Longtime Union Education Administrator Honored
Story by Rhonda M. Covington / Photo by Hearly Mayr
During the Columbia Union Conference Constituency meeting Saturday evening, union leaders honored Hamlet Canosa, EdD, Columbia Union Conference’s vice president of Education, with an obelisk for 24 years of service in the union.
“After 43 years of service in the church, tonight we want to thank you,” said Dave Weigley. “No doubt when you stand on the sea of glass you’ll see the many lives you impacted.. I’m here today because of Adventist education and you’ve been a part of making that happen.”
Canosa is retiring after 43 years serving the Seventh-day Church. His career started in 1970 in the Chesapeake Conference. He went on to teach at every level of the Adventist educational system, from secondary school to college. Canosa also led administratively at the academy, conference and union levels.
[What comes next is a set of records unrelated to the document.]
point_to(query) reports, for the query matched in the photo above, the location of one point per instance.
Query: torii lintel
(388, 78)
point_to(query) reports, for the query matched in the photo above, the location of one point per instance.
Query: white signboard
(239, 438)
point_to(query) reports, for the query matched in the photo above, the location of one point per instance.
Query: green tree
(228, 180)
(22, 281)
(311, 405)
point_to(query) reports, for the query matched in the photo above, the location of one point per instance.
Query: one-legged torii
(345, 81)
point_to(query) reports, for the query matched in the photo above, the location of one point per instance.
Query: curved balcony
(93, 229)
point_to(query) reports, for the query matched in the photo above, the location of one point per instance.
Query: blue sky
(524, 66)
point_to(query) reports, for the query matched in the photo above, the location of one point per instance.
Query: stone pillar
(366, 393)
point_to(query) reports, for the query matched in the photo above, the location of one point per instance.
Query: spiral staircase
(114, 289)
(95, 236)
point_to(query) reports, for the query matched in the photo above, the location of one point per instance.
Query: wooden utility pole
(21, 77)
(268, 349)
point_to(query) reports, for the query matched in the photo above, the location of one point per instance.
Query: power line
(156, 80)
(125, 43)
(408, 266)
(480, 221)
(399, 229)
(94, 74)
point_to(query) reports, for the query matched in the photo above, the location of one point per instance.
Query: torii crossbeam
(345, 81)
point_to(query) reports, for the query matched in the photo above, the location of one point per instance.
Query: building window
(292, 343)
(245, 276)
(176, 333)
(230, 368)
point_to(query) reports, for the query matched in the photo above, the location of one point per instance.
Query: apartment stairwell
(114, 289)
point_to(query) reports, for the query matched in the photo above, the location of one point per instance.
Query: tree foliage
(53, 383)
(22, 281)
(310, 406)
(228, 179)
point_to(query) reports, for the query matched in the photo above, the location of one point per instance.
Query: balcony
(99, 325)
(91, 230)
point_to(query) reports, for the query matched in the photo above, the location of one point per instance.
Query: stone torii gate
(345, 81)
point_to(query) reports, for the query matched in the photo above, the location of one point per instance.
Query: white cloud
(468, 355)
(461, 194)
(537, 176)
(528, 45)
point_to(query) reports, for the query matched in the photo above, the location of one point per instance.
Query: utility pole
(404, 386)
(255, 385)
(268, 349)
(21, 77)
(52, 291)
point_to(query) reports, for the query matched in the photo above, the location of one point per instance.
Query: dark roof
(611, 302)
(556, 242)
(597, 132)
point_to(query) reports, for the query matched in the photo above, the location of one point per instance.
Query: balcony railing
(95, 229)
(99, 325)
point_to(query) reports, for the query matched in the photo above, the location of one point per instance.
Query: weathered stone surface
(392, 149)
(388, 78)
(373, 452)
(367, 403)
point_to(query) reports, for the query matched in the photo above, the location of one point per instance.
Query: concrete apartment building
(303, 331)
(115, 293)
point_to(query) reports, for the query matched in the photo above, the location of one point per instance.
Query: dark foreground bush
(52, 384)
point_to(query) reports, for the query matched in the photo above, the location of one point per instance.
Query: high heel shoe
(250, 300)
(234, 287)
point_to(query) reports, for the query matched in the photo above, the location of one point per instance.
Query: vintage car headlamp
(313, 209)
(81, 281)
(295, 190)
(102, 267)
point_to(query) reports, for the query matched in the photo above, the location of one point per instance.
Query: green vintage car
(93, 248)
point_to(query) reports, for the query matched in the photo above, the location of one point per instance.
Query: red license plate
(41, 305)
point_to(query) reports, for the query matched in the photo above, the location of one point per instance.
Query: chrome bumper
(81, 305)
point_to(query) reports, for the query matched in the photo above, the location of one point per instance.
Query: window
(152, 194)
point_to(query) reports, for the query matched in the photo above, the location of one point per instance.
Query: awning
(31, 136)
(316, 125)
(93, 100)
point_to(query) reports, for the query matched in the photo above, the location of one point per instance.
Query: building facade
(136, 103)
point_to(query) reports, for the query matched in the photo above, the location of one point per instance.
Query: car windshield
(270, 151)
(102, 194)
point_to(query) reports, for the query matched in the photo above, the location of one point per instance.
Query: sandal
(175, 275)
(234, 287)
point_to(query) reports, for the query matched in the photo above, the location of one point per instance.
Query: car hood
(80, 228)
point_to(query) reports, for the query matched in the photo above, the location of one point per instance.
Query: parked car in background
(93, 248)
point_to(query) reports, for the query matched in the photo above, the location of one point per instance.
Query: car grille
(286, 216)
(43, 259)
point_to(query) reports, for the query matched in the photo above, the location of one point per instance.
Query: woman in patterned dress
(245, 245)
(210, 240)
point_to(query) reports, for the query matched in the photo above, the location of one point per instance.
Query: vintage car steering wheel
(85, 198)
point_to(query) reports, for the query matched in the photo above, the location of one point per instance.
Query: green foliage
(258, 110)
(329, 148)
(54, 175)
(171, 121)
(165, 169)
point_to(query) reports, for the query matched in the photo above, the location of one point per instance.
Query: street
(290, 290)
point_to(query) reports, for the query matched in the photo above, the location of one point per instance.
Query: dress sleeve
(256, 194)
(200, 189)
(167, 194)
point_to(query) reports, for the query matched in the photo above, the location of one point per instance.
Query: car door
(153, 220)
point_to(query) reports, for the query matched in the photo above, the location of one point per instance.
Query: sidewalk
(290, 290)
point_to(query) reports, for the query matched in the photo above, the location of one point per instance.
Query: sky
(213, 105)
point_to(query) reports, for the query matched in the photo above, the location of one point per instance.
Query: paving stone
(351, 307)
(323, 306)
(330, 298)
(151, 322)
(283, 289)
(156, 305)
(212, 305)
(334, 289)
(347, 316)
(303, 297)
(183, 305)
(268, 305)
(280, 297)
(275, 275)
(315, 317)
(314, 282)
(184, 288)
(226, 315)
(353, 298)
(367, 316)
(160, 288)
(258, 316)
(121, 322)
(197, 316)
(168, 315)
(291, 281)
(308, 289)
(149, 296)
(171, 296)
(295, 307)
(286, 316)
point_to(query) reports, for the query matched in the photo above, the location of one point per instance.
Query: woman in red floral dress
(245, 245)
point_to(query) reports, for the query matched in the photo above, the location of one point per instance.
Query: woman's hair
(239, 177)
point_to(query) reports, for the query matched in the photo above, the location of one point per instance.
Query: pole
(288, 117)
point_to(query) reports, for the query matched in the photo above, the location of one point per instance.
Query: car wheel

He is believed to be the longest serving educational VP in North American Division (NAD) history.One of those posts was in the Pennsylvania Conference, where he served as vice principal and principal of Blue Mountain Academy for four years. “Pennsylvania will never truly know the impact Hamlet Canosa had on Christian education in our conference because that's not his style,” says Dave Morgan, BMA principal and former Pennsylvania Conference education superintendent. “I will be forever grateful that in my time of service in Pennsylvania, Ham Canosa was always in my corner. [He] can rest assured that in his service as BMA principal to lifting up the current principal of BMA, his impact on the lives of our young people has been enormous.”
Canosa’s accomplishments include completing a doctoral degree in Leadership and Educational Administration 10 years ago at La Sierra University (Calif.). During his 20 years in the Columbia Union, he also initiated programs like the Academy Visioning Ad Hoc Group, which he established to restructure delivery of secondary education to the mid-Atlantic area. He says input from many talented, educational leaders buoyed this work. Some key elements of that initiative involved creating models on how to consolidate secondary boarding schools to reduce overall conference expenses, and exploring technological applications to enhance academic rigor, both of which are being applied and embraced across the NAD.
Canosa is grateful to have advanced instructional and leadership skills through chairing and serving on committees that fostered professional development, and working with philanthropic and other foundations. He concludes, “I have appreciated expressions of kindness given by those people and organizations I have tried to faithfully serve."
Dave Weigley, union president, calls Canosa a legendary leader: "Dr. Canosa has been a stalwart for education in our field, providing a steady hand during two decades of change and challenge.” Weigley adds, “He helped the church navigate the needs of new generations, new times and a new era of technology, and we will surely reap the blessings of his dedication to Adventist education in eternity."
In retirement, Canosa looks forward to he and wife, Kathy, spending many more rich moments with their four children and six grandchildren in Tennessee. He also intends to write more—journal articles, devotional and kids books, and perhaps “the story of our personal journal through my wife's illness,” he says. “I also look forward to continued service to the Lord and His church—volunteer work, serving on boards and committees, and perhaps some part-time teaching.”